- Młodzieszyn
- Coordinates: 52°18′N 20°12′E﻿ / ﻿52.300°N 20.200°E
- Country: Poland
- Voivodeship: Masovian
- County: Sochaczew
- Gmina: Młodzieszyn
- Population: 1,300

= Młodzieszyn =

Młodzieszyn is a village in Poland, in Masovian Voivodship. It is the capital of a local gmina and an important local tourist centre.

Młodzieszyn was first mentioned in the 15th century. Back then it was a small village with a wooden church. The first census of 1564 reported a grand manor in that village, built long ago in the times of Dukes of Masovia. By the 17th century, the village grew and became a seat of a local starosta office held by Ludwik Głoszkowski. In 1773, it was annexed by Prussia and another census was organised by the owner of the village, Stanisław Dąbski. Its results are not preserved.

In 1827, there were 76 houses and 626 inhabitants in Młodzieszyn.
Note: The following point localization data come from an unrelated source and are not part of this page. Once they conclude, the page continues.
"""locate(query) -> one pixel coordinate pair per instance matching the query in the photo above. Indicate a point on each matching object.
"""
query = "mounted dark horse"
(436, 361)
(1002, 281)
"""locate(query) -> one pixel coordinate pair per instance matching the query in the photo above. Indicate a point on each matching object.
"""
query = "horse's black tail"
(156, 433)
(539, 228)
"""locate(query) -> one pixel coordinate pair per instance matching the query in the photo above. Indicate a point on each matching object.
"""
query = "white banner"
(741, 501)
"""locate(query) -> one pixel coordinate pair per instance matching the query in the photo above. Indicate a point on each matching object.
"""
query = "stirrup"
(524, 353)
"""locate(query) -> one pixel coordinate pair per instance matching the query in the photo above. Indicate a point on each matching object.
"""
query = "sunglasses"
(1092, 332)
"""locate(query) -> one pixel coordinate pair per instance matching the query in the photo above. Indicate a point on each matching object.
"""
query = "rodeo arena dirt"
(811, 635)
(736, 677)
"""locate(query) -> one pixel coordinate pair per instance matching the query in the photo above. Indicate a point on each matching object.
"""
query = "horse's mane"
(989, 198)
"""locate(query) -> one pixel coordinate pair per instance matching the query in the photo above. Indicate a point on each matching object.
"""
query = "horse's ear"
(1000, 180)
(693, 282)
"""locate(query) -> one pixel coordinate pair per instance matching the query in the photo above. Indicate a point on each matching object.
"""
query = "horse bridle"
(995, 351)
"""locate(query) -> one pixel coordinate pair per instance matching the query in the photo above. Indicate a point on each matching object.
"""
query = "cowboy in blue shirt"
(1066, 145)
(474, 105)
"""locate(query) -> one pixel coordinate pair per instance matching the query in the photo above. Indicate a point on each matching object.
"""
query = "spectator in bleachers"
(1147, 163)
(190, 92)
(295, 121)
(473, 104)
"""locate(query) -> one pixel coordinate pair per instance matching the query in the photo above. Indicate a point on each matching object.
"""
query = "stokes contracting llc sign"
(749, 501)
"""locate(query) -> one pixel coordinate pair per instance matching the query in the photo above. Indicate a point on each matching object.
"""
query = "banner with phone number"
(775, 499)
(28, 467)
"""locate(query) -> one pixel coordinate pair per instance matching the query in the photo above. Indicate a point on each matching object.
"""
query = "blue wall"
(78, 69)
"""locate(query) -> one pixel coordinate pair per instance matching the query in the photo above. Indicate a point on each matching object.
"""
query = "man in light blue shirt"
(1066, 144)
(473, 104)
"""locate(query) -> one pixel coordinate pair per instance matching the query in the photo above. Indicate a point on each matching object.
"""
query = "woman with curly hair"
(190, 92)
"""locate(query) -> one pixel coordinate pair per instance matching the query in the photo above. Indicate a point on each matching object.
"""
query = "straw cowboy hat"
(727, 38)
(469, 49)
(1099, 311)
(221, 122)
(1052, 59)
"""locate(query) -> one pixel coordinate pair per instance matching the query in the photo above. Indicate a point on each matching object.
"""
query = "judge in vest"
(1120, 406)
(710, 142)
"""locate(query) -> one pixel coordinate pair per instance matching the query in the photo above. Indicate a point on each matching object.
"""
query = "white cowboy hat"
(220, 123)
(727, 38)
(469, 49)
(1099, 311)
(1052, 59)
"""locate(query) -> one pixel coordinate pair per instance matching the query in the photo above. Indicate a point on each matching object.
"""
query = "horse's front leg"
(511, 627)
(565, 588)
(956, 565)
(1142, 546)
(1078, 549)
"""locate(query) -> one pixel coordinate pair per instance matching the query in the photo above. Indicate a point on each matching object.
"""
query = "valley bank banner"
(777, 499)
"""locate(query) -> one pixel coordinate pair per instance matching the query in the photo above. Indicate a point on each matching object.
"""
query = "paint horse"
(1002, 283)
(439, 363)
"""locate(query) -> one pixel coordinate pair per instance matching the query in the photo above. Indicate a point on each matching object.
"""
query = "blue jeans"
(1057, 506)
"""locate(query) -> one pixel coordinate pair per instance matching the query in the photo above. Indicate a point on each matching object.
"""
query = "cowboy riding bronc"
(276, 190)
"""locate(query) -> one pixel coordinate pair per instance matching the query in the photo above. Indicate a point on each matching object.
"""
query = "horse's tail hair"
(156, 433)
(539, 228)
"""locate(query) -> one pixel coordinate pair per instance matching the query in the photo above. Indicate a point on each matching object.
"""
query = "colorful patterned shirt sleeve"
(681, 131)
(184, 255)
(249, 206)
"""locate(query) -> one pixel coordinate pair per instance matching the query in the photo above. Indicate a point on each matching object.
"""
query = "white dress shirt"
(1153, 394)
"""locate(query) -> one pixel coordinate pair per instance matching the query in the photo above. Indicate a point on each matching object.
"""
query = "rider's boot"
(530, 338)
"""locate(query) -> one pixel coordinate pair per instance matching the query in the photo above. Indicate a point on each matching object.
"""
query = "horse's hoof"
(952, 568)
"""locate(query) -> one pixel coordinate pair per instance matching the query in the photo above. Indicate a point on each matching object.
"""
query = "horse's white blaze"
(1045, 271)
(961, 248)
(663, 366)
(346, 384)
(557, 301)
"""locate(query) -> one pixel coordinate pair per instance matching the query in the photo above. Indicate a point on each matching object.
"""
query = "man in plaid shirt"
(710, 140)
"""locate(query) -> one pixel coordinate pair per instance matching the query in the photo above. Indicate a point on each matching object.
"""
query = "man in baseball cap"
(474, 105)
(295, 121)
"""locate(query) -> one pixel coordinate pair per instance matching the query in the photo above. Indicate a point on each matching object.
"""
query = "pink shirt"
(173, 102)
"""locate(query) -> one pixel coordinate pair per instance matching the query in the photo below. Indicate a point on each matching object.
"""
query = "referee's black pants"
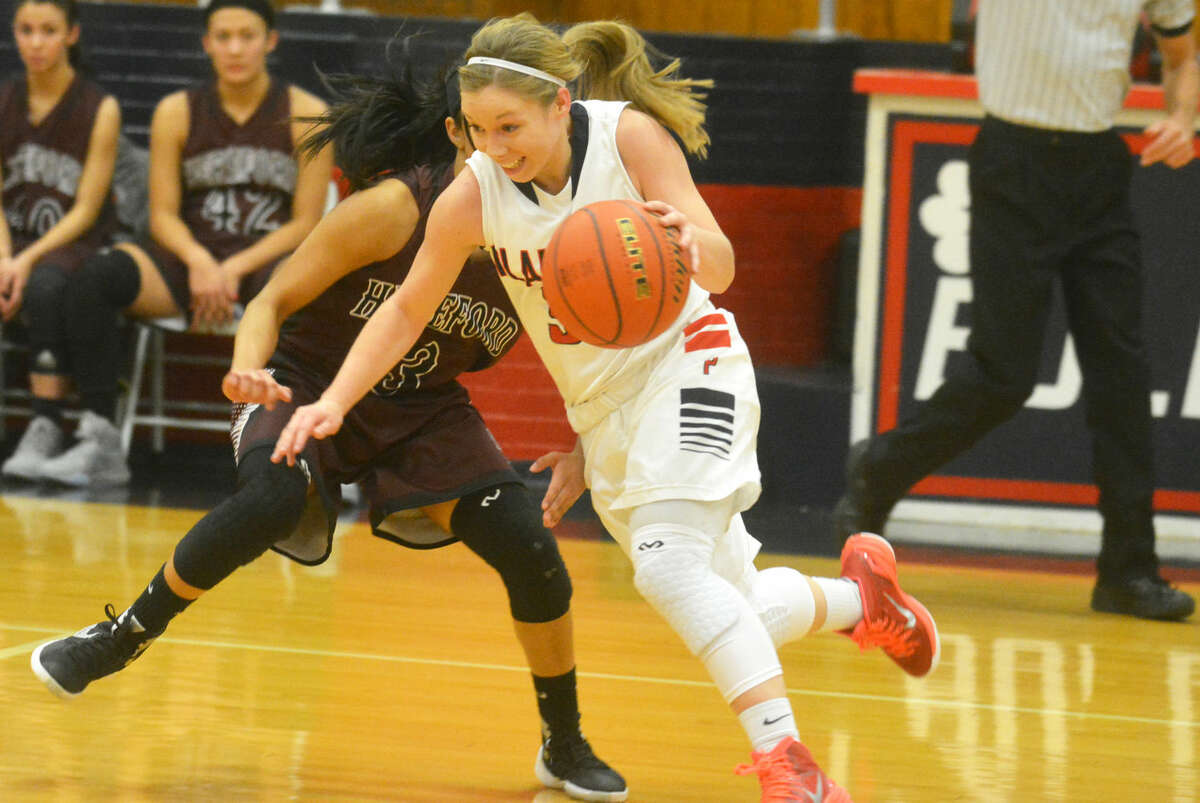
(1047, 207)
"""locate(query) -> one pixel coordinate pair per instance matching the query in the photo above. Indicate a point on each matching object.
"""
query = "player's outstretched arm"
(567, 481)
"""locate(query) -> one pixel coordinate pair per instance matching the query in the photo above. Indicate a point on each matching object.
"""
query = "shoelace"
(778, 775)
(577, 753)
(89, 642)
(891, 635)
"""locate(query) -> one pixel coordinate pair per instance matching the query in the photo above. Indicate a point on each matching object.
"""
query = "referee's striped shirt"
(1063, 64)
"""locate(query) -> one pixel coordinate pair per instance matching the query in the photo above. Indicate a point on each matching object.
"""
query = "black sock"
(558, 705)
(51, 408)
(157, 605)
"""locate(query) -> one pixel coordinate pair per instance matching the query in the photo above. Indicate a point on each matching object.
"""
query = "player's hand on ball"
(257, 387)
(318, 420)
(671, 217)
(565, 483)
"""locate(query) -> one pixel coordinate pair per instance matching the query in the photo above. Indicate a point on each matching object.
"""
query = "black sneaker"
(66, 666)
(1150, 598)
(856, 511)
(573, 767)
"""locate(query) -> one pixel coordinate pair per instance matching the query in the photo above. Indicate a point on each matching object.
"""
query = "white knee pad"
(717, 623)
(672, 571)
(783, 599)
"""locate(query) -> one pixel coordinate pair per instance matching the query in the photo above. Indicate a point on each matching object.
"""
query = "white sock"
(844, 603)
(769, 723)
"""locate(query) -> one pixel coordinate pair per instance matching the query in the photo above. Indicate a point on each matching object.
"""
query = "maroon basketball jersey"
(238, 179)
(472, 329)
(43, 162)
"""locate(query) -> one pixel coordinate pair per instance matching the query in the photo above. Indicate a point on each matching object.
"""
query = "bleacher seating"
(783, 177)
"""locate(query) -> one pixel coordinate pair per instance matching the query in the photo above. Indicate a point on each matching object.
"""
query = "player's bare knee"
(503, 526)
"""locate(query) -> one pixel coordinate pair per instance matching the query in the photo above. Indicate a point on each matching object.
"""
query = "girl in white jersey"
(667, 429)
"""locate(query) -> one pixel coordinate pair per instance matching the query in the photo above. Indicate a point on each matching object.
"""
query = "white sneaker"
(95, 461)
(42, 441)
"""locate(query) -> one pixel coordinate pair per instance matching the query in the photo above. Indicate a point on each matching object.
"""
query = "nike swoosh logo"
(910, 618)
However, in 1870 the estate of Młodzieszyn was divided and a village of Trojanów was created. Six years later the village had 483 inhabitants. Soon afterwards, the historical palace of Masovian dukes was destroyed by a fire and replaced with a new manor house. It was surrounded with a picturesque park, now only partially preserved. In the early 20th century, the owner of the village and the surrounding estate, Jerzy Iwanicki, had 11.2 square kilometres of land. The family of Iwanicki were the owners of the village until after the World War II, when they were expelled and their property nationalised by the new communist Polish authorities. During World War II, the bellhouse of the local Our Lady's Church was turned by the Germans into a local prison, in which at least 30 prisoners were murdered. The manor house was demolished in 1945, and then rebuilt as a teachers' house.